Klasik anjiyo kasık ve koldan atardamarlara yerleştirilen kataterle uygulanan kontrast maddeyle damarların görüntülenmesini sağlar. Bununla koroner hastalıkların tanısı %100 oranında yapılır. Bu işlem hazırlıklar dahil yaklaşık yarım saatle bir saat arasında sürer. Hastalar en az 24 saat gözlem altında tutulur. Bu süre sanal anjiyoda 10 saniyede tamamlanır. Eğer koroner arterlerde sorun belirlenmemişse, klasik anjiyo gibi güvenilir tanı olanağı sağlar. Her iki yöntemde kullanılan kontrast madde birbirine benzese de hastanın aldığı radyasyon oranı sanal anjiyo uygulamasında daha düşüktür.
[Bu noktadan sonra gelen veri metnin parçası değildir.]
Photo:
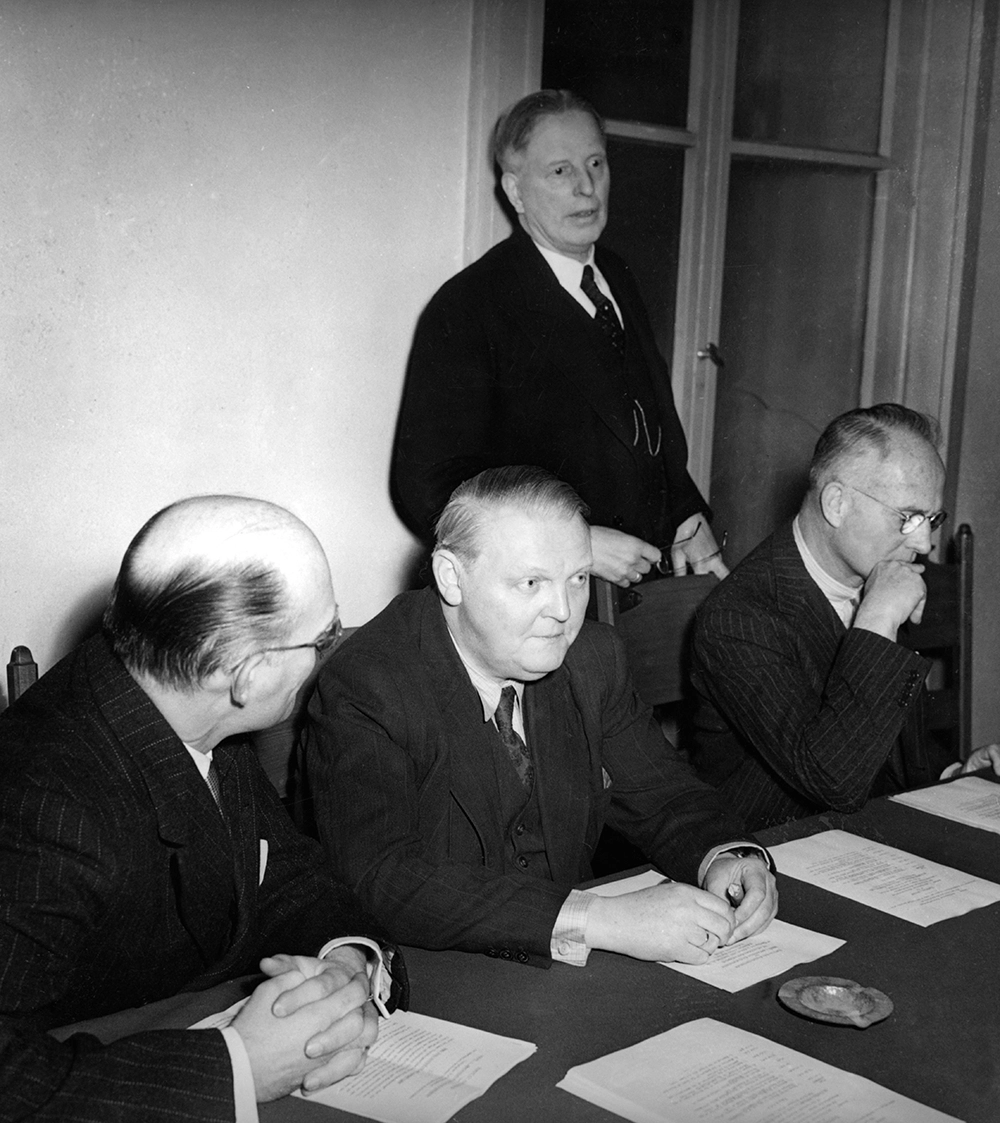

Sanal anjiyo riskli midir?

Sanal anjiyo işleminin tıbbi açıdan çok düşük oranda riski olabilir. Bu işlemde kullanılan kontrast madde nedeniyle oluşabilen alerjik reaksiyonu kapsar. Alerjik yapıda olan kişiler bunu uygulamadan önce doktora bildirmelidir. Bu maddenin içindeki radyasyon oranı oldukça azdır. Bu oran insan sağlığına zarar vermeyecek düzeydedir. Damardan giriş yapılmadığından, klasik anjiyoda olduğu gibi damar hasarı riski oluşmaz. Bu yüzden sanal anjiyonun zararsız bir işlem olduğu söylenebilir. Kısa sürede damarlardaki tıkanıklık ve daralma tespit edilebildiğinden, bu nedenle ortaya çıkabilecek hastalara karşı, kalp krizine karşı riskler azaltılmaktadır. Kalp hastalıklarında erken teşhis yapılması ölüm riskini oldukça düşürür. Erken teşhis kalp hastalıklarında %50 oranında ölümlerin azalmasına yardımcı olur.